RAU lecturer scoops both silver and bronze at the Women Changing the World awards

20 April 2023

Having been shortlisted as a finalist in the Women in Agriculture category of the 2023 Women Changing the World awards, Royal Agricultural University (RAU) lecturer Dr Patricia Mathabe was delighted to also be recognised in the Education category of the prestigious global awards.

 

South African Patricia, who joined the RAU as a lecturer in Agricultural Technology last November, won bronze in the Agriculture category but was then additionally awarded the silver award in the Women in the Education category at Tuesday night’s awards ceremony in London where the Duchess of York was the guest of honour.

Patricia said: “It is really nice to be recognised in this way. I do what I do because I love it and I don’t really worry about recognition and rewards so when they come it’s really very special, especially for me as a woman of colour.

“I had to fight the apartheid system in South Africa and find my place in a country that was not used to successful people, especially not women. It’s been a very long, and sometimes painful, journey but, when you are recognised in this way, you realise it was all worth it after all.”

Patricia, who was born in Pretoria during the apartheid era, was raised by her single mother and received Bantu education, deigned to educate black South Africans for the unskilled labour market.

However, she always knew that she wanted to get a better education and, at the age of just 12, she joined Settlers Agricultural High School, one of the first four black students to be admitted into the traditionally white school and the only girl in the agriculture classroom.

She went on to win various prestigious bursaries and scholarships enabling her to study in South Africa, the UK, and the USA.

After leaving school, she completed a Bachelor’s Degree in Biotechnology at the Vaal University of Technology through the National Research Foundation Bursary before being awarded the prestigious Nelson Mandela Scholarship to study a Master’s Degree in Biotechnology at Cambridge University.
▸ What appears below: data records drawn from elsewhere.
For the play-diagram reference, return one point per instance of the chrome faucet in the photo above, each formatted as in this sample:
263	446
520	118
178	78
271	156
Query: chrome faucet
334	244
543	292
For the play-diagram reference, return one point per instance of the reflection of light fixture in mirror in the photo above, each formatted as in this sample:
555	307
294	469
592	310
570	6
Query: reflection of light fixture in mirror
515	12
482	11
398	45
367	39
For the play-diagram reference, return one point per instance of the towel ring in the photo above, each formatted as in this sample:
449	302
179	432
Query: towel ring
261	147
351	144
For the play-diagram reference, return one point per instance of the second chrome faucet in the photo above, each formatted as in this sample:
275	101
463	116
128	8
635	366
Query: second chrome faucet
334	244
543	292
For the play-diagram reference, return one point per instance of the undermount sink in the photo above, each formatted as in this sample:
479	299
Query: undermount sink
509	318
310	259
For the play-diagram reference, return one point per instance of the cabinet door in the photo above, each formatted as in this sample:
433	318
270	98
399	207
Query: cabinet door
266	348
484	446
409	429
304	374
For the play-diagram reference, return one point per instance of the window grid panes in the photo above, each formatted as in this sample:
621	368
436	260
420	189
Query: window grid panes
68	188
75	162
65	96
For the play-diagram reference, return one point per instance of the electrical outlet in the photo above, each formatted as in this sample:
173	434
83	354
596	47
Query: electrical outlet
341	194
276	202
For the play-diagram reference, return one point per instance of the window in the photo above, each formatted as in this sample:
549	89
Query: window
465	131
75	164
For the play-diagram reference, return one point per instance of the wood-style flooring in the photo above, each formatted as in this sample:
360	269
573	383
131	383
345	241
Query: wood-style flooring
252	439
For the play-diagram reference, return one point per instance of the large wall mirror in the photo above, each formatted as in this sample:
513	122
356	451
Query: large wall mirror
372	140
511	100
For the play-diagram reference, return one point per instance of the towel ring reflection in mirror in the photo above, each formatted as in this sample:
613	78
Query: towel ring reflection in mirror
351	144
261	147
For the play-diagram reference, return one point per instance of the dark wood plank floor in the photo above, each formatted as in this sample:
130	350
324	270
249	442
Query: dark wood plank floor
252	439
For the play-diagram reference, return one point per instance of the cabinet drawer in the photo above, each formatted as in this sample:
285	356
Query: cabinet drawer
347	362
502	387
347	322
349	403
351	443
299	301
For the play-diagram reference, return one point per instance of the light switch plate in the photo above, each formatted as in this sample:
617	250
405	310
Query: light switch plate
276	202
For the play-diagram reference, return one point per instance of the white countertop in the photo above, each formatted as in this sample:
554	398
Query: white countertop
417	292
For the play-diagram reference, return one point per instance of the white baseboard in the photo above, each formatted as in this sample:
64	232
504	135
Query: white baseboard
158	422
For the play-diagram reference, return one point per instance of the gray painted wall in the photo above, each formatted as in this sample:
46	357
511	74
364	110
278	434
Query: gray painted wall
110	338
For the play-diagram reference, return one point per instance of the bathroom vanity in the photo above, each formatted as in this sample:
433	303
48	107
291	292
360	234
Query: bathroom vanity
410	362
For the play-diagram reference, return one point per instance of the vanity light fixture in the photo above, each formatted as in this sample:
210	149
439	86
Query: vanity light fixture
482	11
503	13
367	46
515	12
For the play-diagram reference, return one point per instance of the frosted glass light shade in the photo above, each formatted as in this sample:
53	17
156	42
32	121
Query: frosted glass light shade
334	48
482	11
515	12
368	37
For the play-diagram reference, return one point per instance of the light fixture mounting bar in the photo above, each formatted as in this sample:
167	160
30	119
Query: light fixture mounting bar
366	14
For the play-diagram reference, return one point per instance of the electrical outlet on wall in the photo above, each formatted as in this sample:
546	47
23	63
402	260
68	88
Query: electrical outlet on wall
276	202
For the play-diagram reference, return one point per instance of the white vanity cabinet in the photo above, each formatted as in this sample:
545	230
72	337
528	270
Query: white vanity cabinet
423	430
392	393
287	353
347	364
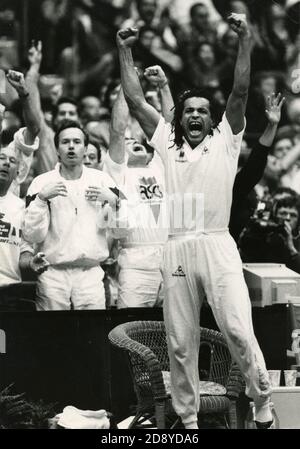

She then completed her PhD in Plant Sciences at Montana State University on a competitive Fulbright Scholarship.

Patricia, who moved to the UK in January 2022 and led the BSc (Hons) Agribusiness Management degree at Easton College in Norwich before joining the RAU, has vast experience in agricultural technology diffusion, and international undergraduate and post-graduate student supervision, and has also carried out research into agricultural proteomics.

She added: “At the awards ceremony it was so inspirational to be surrounded by so many women, from all over the world, all doing amazing things. I just hope that these awards will inspire others to keep pursuing their dreams, to fight the fight, and to get there. I think this is just the beginning of even greater things to come.”

Patricia also thanked the RAU for its support saying: “You need to be in the right environment for all these things to be manifested. For me, working at the RAU is a dream come true. The support I have had from the University has been unbelievable and I have been so proud to say I work here.”